SOT Mourns the Loss of Philippe Shubik

Philippe Shubik was a larger than life character with dual United Kingdom and United States citizenship who performed on a worldwide stage. He had an impact on the lives of many people and made important contributions to research into the causes and mechanisms of cancer. His personal life was characterized both by higher highs and lower lows than most of us will ever know. Those of us privileged to be a friend or colleague will long remember him with deep admiration, respect and affection.

From his earliest days at school in Hampstead, London, he was clearly destined to be a leader and he quickly achieved this status and maintained it throughout a long and productive working life. Like his Oxford colleague, Sir Richard Doll, Shubik did not seem to understand the concept of retirement; to the very last day of his life he was planning the future activities of his brainchild, The Toxicology Forum. Even in his 80’s he maintained a prodigious work rate and hated to waste time.

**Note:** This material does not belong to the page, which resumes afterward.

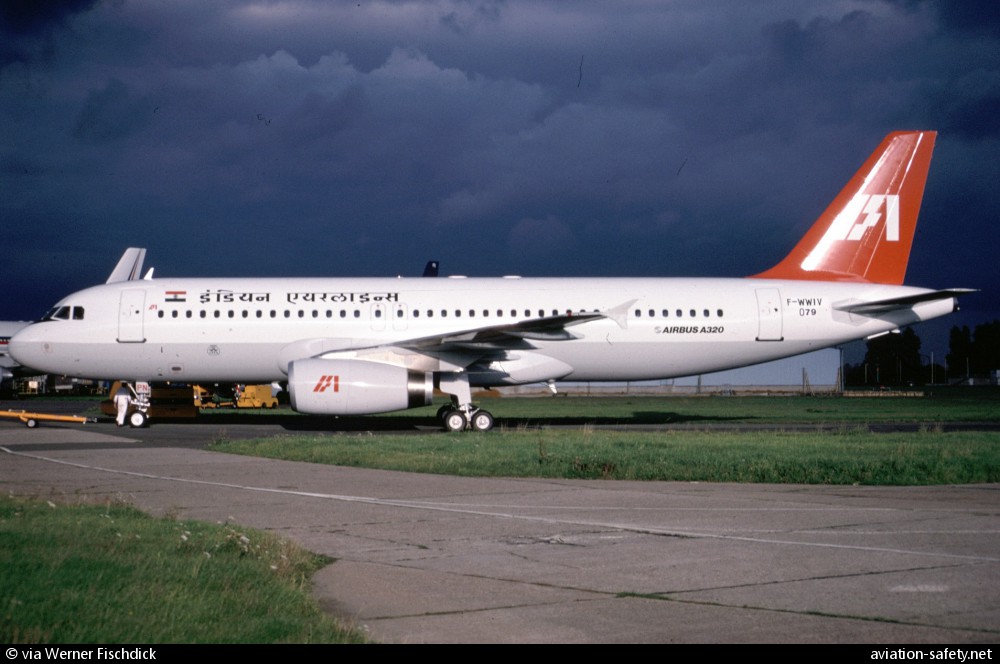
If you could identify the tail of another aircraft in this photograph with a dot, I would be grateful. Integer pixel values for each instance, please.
(866, 232)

In 1947, he worked under the influence of Howard (later Lord) Florey and Isaac Berenblum, who was his DPhil supervisor. Together they developed the fundamentally important ‘two stage’ theory of carcinogenesis. Philippe’s first two scientific papers with Berenblum appeared in the British Journal of Cancer in 1947. They were seminal contributions and ensured that the name Shubik would always be associated with carcinogenesis research. His last publication on this subject, 55 years later, appeared in 2002. At various times he was on the editorial board of eight journals and was the Founding Editor of Cancer Letters. At the last count he was, or had been, a fellow or member of 17 scientific societies and served on more than 30 committees. He was a long-serving member of the National Cancer Advisory Board and its subcommittees and on a U.S. President’s Advisory Committee on Cancer. One of the journalist members of this Committee has since written that “Shubik was the most fascinating scientist that I ever met.”

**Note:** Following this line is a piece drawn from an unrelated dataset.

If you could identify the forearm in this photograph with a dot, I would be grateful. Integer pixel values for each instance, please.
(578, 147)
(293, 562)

While Director of the Eppley Institute for Cancer Research in Omaha, Nebraska, Shubik became troubled by the lack of communication and collaboration between the major sectors involved in cancer research and treatment, namely the pharmaceutical industry, the government and its regulatory agencies, academia and consumers. To address this deficiency he proposed the formation of a Toxicology Forum and on its establishment in 1975 duly became its first (and so far only) President. He had planned to retire next year! After thirty years, the Forum continues to hold successful and important independent meetings where balanced uninhibited discussions take place about controversial issues impinging on toxicology and especially cancer.

Among many honors he received, he particularly valued the Ernst W. Bertner Memorial Award from the prestigious M.D. Anderson Cancer Center at the University of Texas in 1978, which he shared with his mentor, Isaac Berenblum, and the Merit Award from the Society of Toxicology in 2000, which recognized his distinguished career and lifetime contributions to Toxicology.